The return offered by Stake Capital varies depending on the asset, although it fluctuates between 5 and 15% per year.

Staked

Staked offers cryptocurrency staking and DeFi lending services. The operation of staking is the same as that already mentioned in the 2 previous platforms.

For its part, Staked stands out by offering a large catalog of cryptocurrencies with which you can bet, and some of them offer very high returns (over 40%).

MyContainer

Like all previous platforms, MyContainer gives you the option to delegate your cryptocurrencies to their own validator so they can stake them for you.

The particularity of MyContainer is that it also offers services such as the sale of crypto-currencies, exchange, access to Airdrops and Giveaways...

However, and although it is an interesting platform, its offer of cryptocurrencies with which you can bet is not very high, although the rewards are not bad at all and are between 7 and 40%.

Staking facilities

Staking Facilities is a staking company similar to the previous ones, in which as an investor you delegate the staking of your cryptocurrencies to one of the company's validators.

Although it is a small company, they have a large number of staking tokens and the quality of their services is very high. However, the supply of cryptocurrencies and their profitability are not the best on the market.

Advantages and disadvantages of staking

If you've made it this far, I'm sure you can agree with me that staking is a very interesting form of investing, or rather HODL, but what are its positives and negatives?

Here are his main advantages:

✔️It allows you to passively earn cryptocurrencies by simply keeping your cryptocurrencies in a wallet.

✔️You don't need any special device for staking.

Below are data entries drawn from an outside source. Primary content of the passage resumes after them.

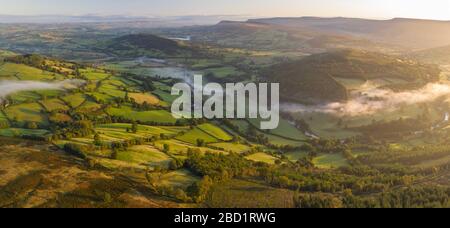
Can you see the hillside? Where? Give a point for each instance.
(271, 37)
(306, 79)
(440, 55)
(136, 45)
(410, 33)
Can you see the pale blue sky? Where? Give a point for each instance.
(430, 9)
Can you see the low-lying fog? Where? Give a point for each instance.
(9, 87)
(370, 100)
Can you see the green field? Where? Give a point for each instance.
(25, 96)
(54, 104)
(262, 157)
(232, 147)
(157, 116)
(327, 161)
(17, 132)
(144, 155)
(24, 113)
(178, 179)
(24, 72)
(195, 134)
(75, 100)
(248, 194)
(215, 131)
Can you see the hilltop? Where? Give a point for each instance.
(306, 79)
(136, 45)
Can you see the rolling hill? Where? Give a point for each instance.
(440, 55)
(136, 45)
(306, 80)
(409, 33)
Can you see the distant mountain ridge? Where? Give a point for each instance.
(317, 78)
(412, 33)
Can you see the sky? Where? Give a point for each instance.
(375, 9)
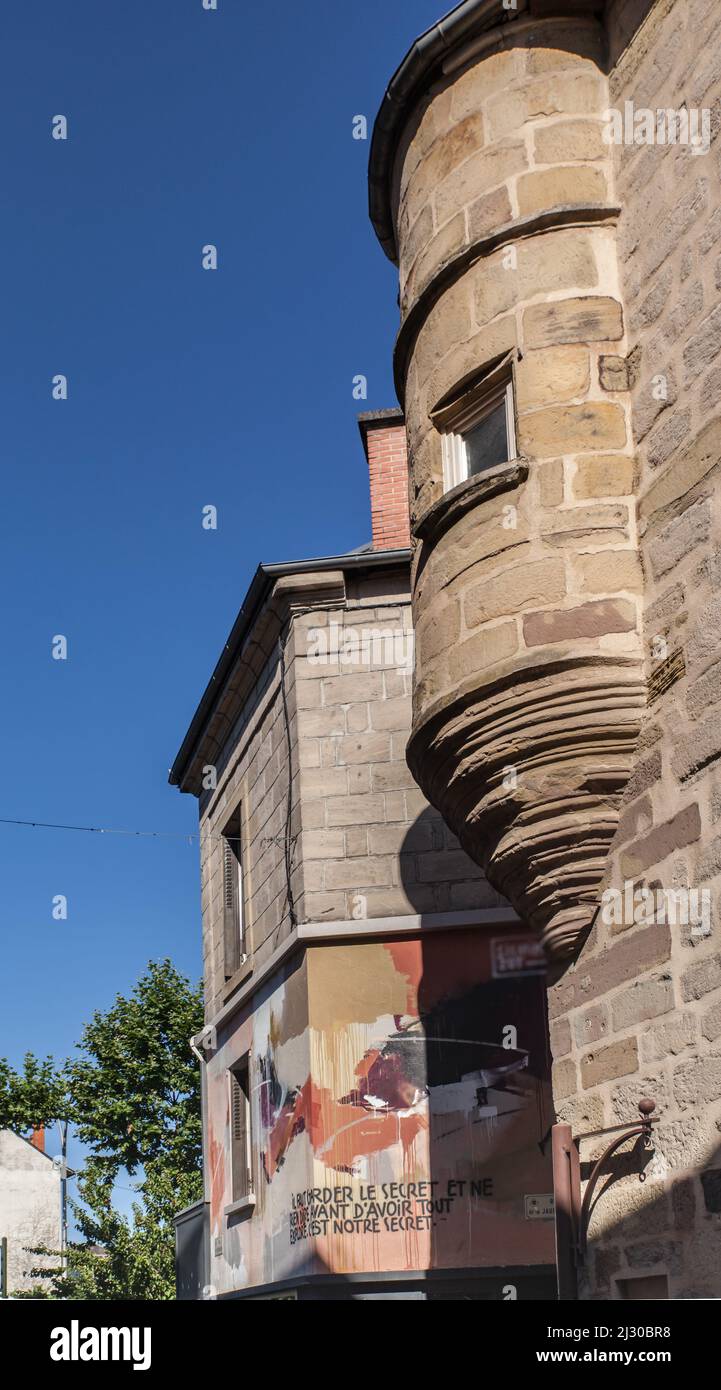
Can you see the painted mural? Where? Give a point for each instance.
(400, 1111)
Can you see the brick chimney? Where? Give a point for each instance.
(384, 439)
(38, 1137)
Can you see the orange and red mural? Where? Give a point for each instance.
(400, 1109)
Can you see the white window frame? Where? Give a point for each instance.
(247, 1197)
(456, 420)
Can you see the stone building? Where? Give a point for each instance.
(546, 177)
(375, 1065)
(29, 1209)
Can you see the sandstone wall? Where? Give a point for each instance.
(363, 841)
(527, 584)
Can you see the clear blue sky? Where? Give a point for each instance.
(186, 387)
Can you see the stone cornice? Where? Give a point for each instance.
(423, 64)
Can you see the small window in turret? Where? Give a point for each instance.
(478, 427)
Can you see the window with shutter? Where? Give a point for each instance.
(478, 426)
(241, 1151)
(232, 895)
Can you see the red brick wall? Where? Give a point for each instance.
(388, 464)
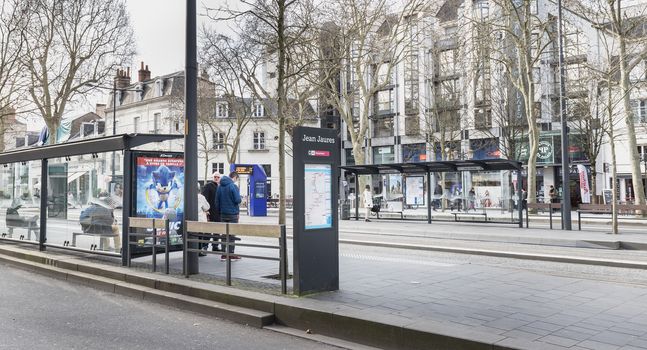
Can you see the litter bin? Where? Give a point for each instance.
(345, 210)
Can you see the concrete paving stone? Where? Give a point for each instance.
(562, 320)
(518, 334)
(506, 323)
(594, 345)
(545, 325)
(557, 340)
(538, 331)
(613, 338)
(641, 343)
(626, 328)
(572, 334)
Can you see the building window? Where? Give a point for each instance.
(259, 140)
(219, 167)
(222, 110)
(157, 117)
(218, 141)
(383, 155)
(414, 153)
(258, 110)
(87, 129)
(640, 110)
(384, 102)
(136, 122)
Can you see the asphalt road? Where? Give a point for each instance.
(39, 312)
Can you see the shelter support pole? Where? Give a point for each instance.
(42, 238)
(191, 130)
(428, 197)
(127, 206)
(519, 195)
(356, 197)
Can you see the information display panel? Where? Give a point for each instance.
(318, 196)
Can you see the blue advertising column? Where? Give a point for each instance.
(257, 187)
(316, 230)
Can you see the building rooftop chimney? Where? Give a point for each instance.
(122, 79)
(144, 73)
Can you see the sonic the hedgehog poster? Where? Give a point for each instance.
(159, 189)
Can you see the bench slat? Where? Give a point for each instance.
(206, 227)
(141, 222)
(273, 231)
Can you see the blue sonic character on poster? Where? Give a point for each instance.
(160, 185)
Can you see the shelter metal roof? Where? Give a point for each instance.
(436, 166)
(85, 146)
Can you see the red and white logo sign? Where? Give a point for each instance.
(313, 153)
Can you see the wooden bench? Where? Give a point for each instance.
(623, 209)
(199, 231)
(542, 207)
(456, 215)
(93, 234)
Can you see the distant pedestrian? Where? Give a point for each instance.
(367, 196)
(438, 193)
(472, 199)
(228, 200)
(209, 192)
(552, 194)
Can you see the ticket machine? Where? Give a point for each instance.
(256, 187)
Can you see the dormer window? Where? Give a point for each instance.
(159, 88)
(118, 98)
(139, 93)
(258, 110)
(222, 110)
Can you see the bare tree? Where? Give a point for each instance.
(625, 26)
(371, 43)
(12, 80)
(70, 44)
(520, 38)
(275, 26)
(229, 60)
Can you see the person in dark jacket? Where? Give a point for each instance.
(209, 192)
(228, 198)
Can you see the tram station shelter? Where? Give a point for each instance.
(493, 181)
(45, 191)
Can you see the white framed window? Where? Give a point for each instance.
(222, 110)
(258, 110)
(218, 141)
(136, 122)
(640, 110)
(159, 88)
(259, 140)
(219, 167)
(87, 130)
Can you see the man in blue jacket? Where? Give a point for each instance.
(228, 198)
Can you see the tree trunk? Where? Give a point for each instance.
(636, 175)
(281, 105)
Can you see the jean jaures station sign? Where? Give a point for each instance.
(316, 234)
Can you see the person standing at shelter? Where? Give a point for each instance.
(367, 196)
(228, 200)
(438, 194)
(552, 193)
(209, 192)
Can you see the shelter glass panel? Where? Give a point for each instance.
(85, 201)
(20, 200)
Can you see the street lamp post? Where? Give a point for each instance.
(114, 119)
(566, 192)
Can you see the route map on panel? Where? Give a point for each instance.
(318, 196)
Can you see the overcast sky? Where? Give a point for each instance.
(159, 34)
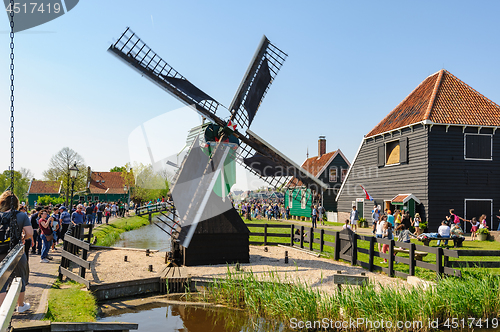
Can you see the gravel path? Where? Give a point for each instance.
(317, 272)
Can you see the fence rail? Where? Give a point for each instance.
(76, 250)
(345, 246)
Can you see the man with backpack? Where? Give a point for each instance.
(9, 237)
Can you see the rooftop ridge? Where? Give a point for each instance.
(428, 112)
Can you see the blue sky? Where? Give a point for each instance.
(349, 64)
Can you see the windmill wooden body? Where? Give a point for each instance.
(209, 230)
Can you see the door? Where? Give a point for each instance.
(477, 207)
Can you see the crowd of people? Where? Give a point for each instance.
(263, 208)
(43, 227)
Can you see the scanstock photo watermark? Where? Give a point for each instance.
(29, 14)
(364, 324)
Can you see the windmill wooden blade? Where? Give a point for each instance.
(131, 49)
(263, 68)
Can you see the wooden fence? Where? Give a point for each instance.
(346, 247)
(75, 250)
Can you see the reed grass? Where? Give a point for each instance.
(474, 295)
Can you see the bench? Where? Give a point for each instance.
(418, 254)
(456, 244)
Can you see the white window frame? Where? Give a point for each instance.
(465, 146)
(330, 176)
(385, 156)
(478, 199)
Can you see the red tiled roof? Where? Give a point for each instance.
(399, 198)
(106, 183)
(313, 165)
(441, 98)
(44, 187)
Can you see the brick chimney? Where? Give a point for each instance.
(321, 146)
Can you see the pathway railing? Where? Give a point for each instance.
(345, 246)
(7, 266)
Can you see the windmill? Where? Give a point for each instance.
(227, 136)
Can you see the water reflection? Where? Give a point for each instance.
(147, 237)
(165, 317)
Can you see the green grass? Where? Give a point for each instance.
(472, 296)
(107, 235)
(69, 303)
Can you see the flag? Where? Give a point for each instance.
(368, 196)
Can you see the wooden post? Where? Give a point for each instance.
(302, 236)
(412, 259)
(354, 252)
(265, 234)
(391, 259)
(91, 226)
(321, 239)
(311, 238)
(84, 257)
(371, 254)
(439, 263)
(336, 252)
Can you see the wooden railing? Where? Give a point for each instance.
(75, 250)
(345, 247)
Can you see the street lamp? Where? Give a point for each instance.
(73, 173)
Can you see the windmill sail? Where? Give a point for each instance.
(264, 67)
(131, 49)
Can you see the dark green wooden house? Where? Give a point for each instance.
(104, 187)
(331, 168)
(441, 144)
(43, 188)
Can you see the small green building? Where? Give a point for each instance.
(43, 188)
(331, 168)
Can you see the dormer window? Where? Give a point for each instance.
(478, 147)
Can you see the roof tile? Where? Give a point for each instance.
(441, 98)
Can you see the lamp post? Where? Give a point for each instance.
(73, 173)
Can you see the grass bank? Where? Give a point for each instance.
(69, 303)
(107, 235)
(475, 295)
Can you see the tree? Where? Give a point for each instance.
(59, 166)
(146, 183)
(22, 180)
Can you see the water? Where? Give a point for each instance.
(147, 237)
(168, 318)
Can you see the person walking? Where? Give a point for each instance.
(7, 201)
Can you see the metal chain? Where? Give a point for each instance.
(12, 97)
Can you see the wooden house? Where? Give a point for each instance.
(331, 168)
(104, 187)
(438, 149)
(43, 188)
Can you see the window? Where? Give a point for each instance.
(393, 153)
(333, 174)
(477, 146)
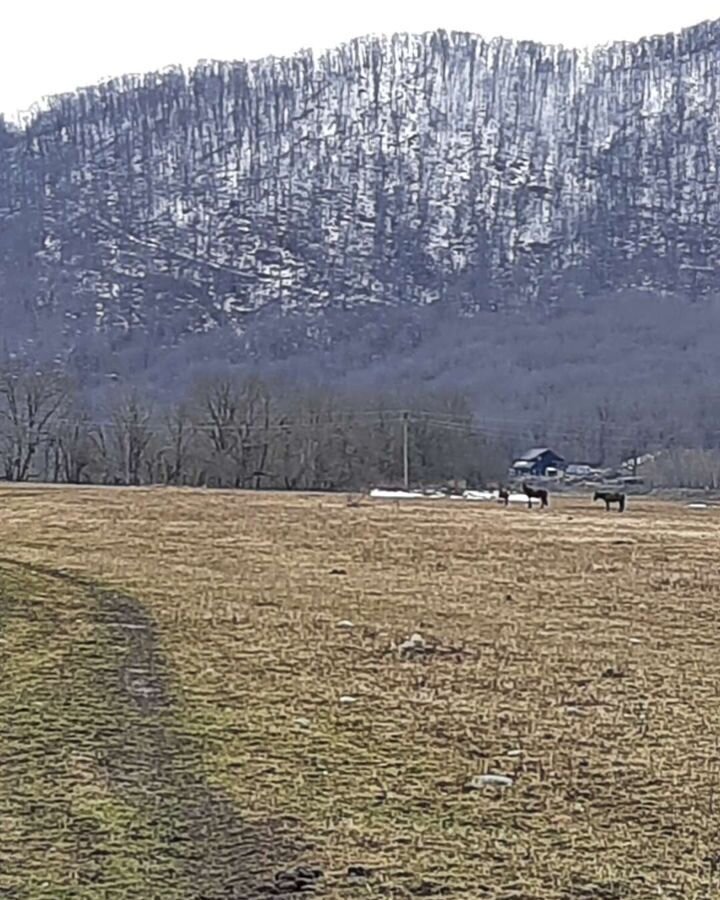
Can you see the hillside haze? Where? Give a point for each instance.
(343, 206)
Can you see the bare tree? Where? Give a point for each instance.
(30, 404)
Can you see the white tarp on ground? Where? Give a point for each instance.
(476, 496)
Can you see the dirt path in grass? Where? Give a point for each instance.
(102, 790)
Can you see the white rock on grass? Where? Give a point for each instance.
(414, 644)
(478, 782)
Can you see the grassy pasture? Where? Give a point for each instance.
(183, 714)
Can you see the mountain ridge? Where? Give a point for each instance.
(398, 172)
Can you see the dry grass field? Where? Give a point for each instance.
(201, 690)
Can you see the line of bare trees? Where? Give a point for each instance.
(239, 433)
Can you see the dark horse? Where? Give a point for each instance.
(611, 497)
(535, 493)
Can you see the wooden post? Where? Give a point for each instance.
(406, 459)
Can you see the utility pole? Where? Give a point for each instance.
(406, 460)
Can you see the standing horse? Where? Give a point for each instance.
(611, 497)
(535, 493)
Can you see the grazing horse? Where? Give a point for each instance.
(611, 497)
(535, 493)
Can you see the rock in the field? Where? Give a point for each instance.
(478, 782)
(357, 872)
(299, 879)
(415, 645)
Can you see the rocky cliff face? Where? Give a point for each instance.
(404, 171)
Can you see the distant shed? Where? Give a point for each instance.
(536, 462)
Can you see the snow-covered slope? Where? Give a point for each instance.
(401, 171)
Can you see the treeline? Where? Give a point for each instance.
(239, 432)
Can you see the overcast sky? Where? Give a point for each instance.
(52, 46)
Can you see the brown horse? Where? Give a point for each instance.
(535, 494)
(611, 497)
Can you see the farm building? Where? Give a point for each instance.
(537, 462)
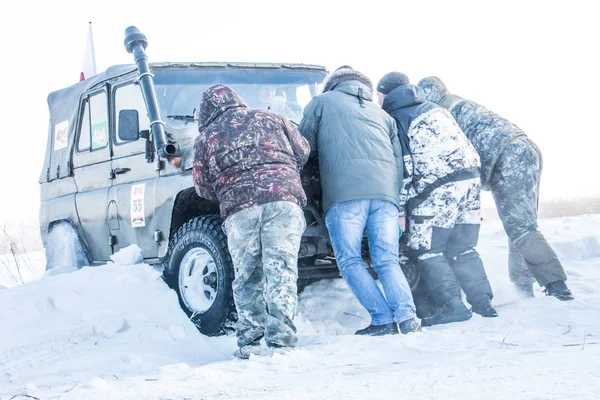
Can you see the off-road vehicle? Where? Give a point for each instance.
(116, 173)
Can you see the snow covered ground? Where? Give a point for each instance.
(117, 332)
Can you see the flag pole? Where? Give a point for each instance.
(93, 50)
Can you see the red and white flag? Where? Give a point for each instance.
(88, 68)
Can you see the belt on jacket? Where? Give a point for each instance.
(456, 176)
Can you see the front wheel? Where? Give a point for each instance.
(200, 270)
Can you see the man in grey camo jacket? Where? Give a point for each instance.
(511, 166)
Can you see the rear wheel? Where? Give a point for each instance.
(200, 270)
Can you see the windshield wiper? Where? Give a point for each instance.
(193, 117)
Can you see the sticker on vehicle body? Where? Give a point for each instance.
(61, 135)
(138, 218)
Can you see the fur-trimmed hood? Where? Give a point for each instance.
(215, 101)
(346, 74)
(435, 90)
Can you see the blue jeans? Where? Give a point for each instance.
(346, 223)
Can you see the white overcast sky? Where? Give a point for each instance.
(535, 63)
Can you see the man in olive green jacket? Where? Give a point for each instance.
(361, 166)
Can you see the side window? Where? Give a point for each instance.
(93, 133)
(99, 121)
(84, 133)
(130, 97)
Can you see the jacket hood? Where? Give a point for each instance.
(346, 74)
(435, 90)
(403, 96)
(215, 101)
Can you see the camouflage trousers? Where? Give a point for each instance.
(443, 231)
(264, 241)
(515, 185)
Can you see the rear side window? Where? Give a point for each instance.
(93, 133)
(130, 97)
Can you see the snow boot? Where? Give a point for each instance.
(452, 311)
(485, 309)
(559, 290)
(525, 290)
(245, 352)
(379, 330)
(410, 325)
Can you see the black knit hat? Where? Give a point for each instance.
(391, 81)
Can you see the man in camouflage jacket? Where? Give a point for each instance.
(249, 161)
(511, 167)
(443, 201)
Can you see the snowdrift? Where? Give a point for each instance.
(96, 322)
(117, 332)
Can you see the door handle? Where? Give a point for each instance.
(118, 171)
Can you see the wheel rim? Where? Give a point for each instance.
(198, 280)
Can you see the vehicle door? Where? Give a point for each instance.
(91, 170)
(131, 196)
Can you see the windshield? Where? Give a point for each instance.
(287, 92)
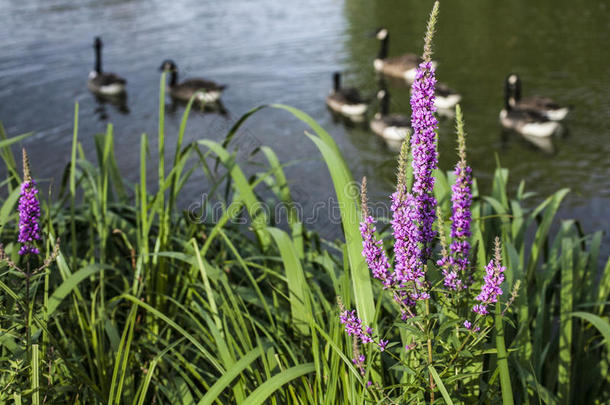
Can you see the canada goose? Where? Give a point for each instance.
(391, 127)
(345, 101)
(542, 105)
(526, 122)
(403, 66)
(207, 91)
(105, 84)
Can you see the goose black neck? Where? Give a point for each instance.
(173, 77)
(507, 96)
(385, 104)
(336, 81)
(98, 59)
(383, 50)
(517, 93)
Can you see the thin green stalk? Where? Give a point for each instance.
(505, 383)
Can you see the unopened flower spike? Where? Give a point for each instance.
(29, 212)
(372, 248)
(493, 279)
(461, 217)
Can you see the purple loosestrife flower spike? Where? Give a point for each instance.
(423, 145)
(461, 217)
(493, 279)
(406, 250)
(29, 212)
(372, 248)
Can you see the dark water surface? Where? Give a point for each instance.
(284, 52)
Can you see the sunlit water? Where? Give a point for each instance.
(268, 51)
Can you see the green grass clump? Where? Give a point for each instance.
(143, 304)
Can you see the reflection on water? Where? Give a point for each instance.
(119, 102)
(275, 52)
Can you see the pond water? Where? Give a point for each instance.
(269, 51)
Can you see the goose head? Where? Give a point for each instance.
(384, 101)
(168, 65)
(336, 81)
(513, 87)
(381, 33)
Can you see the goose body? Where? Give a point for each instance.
(403, 66)
(527, 122)
(345, 101)
(542, 105)
(101, 83)
(391, 127)
(206, 91)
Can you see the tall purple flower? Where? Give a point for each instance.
(419, 208)
(461, 217)
(493, 279)
(354, 327)
(29, 212)
(372, 248)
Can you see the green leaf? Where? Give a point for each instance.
(231, 373)
(267, 389)
(441, 386)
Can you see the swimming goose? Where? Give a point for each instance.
(345, 101)
(105, 84)
(391, 127)
(526, 122)
(542, 105)
(207, 91)
(403, 66)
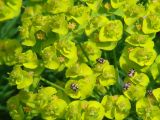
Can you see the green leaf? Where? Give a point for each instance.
(21, 78)
(123, 107)
(108, 77)
(140, 79)
(131, 13)
(108, 103)
(95, 23)
(112, 31)
(154, 70)
(156, 93)
(78, 70)
(74, 110)
(55, 109)
(146, 109)
(139, 90)
(59, 24)
(94, 111)
(106, 45)
(92, 51)
(143, 56)
(50, 58)
(9, 9)
(140, 40)
(151, 23)
(55, 7)
(29, 59)
(73, 93)
(15, 109)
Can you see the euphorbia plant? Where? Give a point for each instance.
(80, 59)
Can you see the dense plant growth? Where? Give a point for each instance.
(80, 59)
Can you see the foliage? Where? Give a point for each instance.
(80, 59)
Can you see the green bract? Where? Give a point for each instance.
(9, 50)
(151, 23)
(147, 109)
(29, 59)
(21, 78)
(143, 56)
(77, 70)
(116, 106)
(54, 6)
(112, 31)
(140, 40)
(80, 59)
(9, 9)
(93, 111)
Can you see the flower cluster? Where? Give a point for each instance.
(82, 59)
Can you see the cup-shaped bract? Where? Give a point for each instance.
(151, 23)
(9, 50)
(140, 79)
(138, 89)
(123, 107)
(117, 107)
(91, 50)
(108, 76)
(49, 57)
(20, 77)
(112, 31)
(93, 4)
(80, 13)
(146, 109)
(77, 89)
(77, 70)
(132, 13)
(143, 56)
(74, 110)
(9, 9)
(55, 7)
(15, 109)
(140, 40)
(55, 109)
(93, 111)
(95, 23)
(29, 59)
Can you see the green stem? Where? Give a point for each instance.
(117, 71)
(53, 84)
(115, 59)
(85, 54)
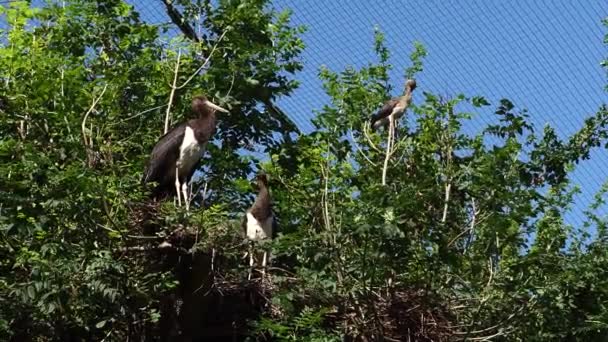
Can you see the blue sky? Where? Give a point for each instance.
(543, 55)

✔️Staking rewards are distributed in the form of the cryptocurrency you have locked, so it is a perfect technique for potential crypto projects.

✔️Staking (PoS) is a much cleaner process in terms of energy than proof of work, which saves costs and electricity.

✔️Staking revenue is very stable and in most cases predictable. Therefore, you can find out how much cryptocurrency you will receive after the blockade is over.

And here are its drawbacks:

❌No investment is without risk, and staking is no exception. The wallet you lock your funds into can be hacked, although if you're using a high-quality one you're unlikely to encounter this problem.

❌If you are a small investor, you need to partner with others in order to achieve profitability. Some platforms do this automatically, but on other occasions you need to delegate the process to third parties.

Tips for staking

Before you start blocking your cryptocurrencies, I recommend that you take a look at the following tips:

  • Only block cryptocurrencies that you want to hold for the long term. Thus, you will not be forced to withdraw them if market volatility increases.
  • When choosing a staking platform, you should not only consider the expected profitability, but also its commissions and security.
  • Calculate the return you will get before locking cryptocurrencies, it might not be worth the wait.

Final Notices

In short, staking is a very powerful tool that allows you to contribute to the proper development of the blockchain by earning rewards in the form of cryptocurrencies.

Like all investments, staking comes with risks, including the fact that you cannot touch cryptocurrencies for a long time, without being able to react to market movements.

For this reason, I recommend that you only practice it with projects that you want to maintain for the long term. The ones you wouldn't sell even if their price crashed or lost momentum.

In addition, it does not require any type of electronic equipment, but you can do it with your own exchange or wallet account or, if you prefer, you can delegate the process to a specialized company.